A quinta edição da Orquestra Ouro Preto Vale Festival (OOP) será realizada em um palco já sabido do grupo mineiro: a Praia de Copacabana, que em dois dias receberá, no Posto 2, quatro concertos gratuitos, entre eles as apresentações com os cantores e compositores Samuel Rosa, nesta sexta-feira (14), e Alceu Valença no sábado (15).
Foi ali, na areia do Posto 2, que o público diverso se encantou com edições anteriores do festival e com apresentações com a regência do maestro Rodrigo Toffolo, para óperas baseadas nos livros Feliz Ano Velho, Auto da Compadecida e Hilda Furacão. Esses encontros já se tornaram uma tradição do grupo de Minas Gerais, que tem a propriedade de juntar música de concerto com a literatura e a música popular.
“Isso é muito importante. É ter uma visão contemporânea da orquestra, que não é unicamente obrigada a olhar e tocar uma música do pretérito e é um patrimônio da humanidade. A música tem que ser tocada, sim, e a orquestra toca, afirmou o maestro Rodrigo Toffolo em entrevista à Sucursal Brasil.
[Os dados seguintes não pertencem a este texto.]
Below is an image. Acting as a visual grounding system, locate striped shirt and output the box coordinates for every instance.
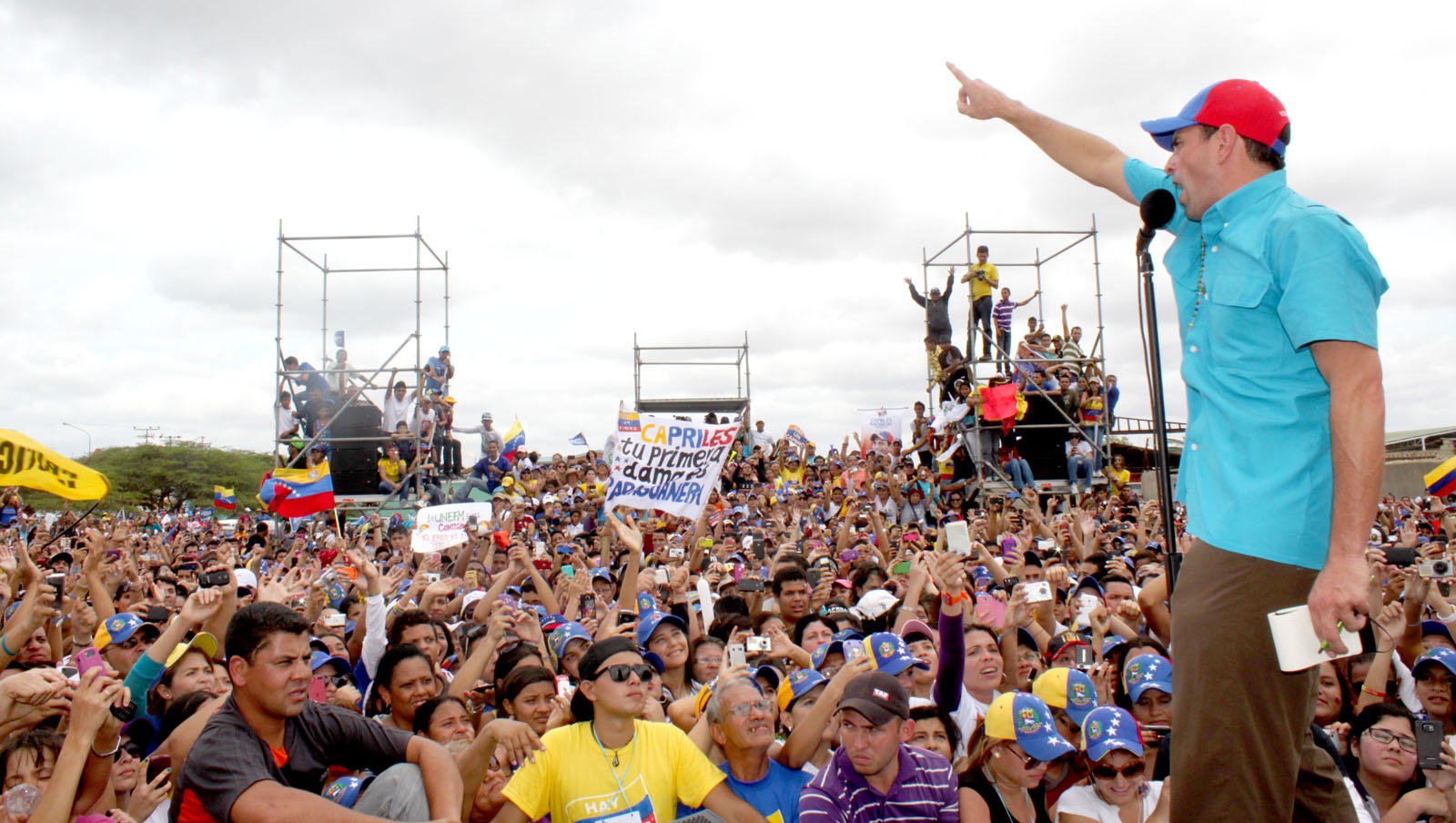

Ele lembrou que já foram gravadas composições de Mozart, Vivaldi, Villa Lobos e Piazzolla, mas que existe uma música contemporânea que as orquestras também têm que fazer. “Paladar muito de falar que a Orquestra Ouro Preto não é somente uma guardiã do pretérito. Ela é isso e mais um pouco, que é exatamente a música contemporânea”, completou.
O som de violinos, violas e violoncelos da orquestra estará presente nas apresentações que representam muito o caminho percorrido com a sua marca artística.
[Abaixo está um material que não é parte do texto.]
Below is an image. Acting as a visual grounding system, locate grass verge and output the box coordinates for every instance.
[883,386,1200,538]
“É o quinto ano da gente com uma orquestra porquê a de Ouro Preto, do interno de Minas, no Vale Festival. em um dos endereços mais famosos do mundo que é a Praia de Copacabana. Eu acho, né?”, afirmou sorrindo, destacando que os concertos fazem secção da série de grandes shows que vêm sendo realizados no Rio depois da pandemia de covid-19.
Rock e pop
Hoje, logo na lisura, às 19h30, a orquestra fará o tributo Lendas do Rock, juntando esse ritmo músico ao pop. “A gente toca Queen, Metallica, Led [Zeppelin], Pink Floyd. É muito legítimo poder falar um pouco desse envolvente que, de certa forma, inspirou todos nós e o próprio Samuel. É a orquestra fazendo a lisura para ela mesma”, disse.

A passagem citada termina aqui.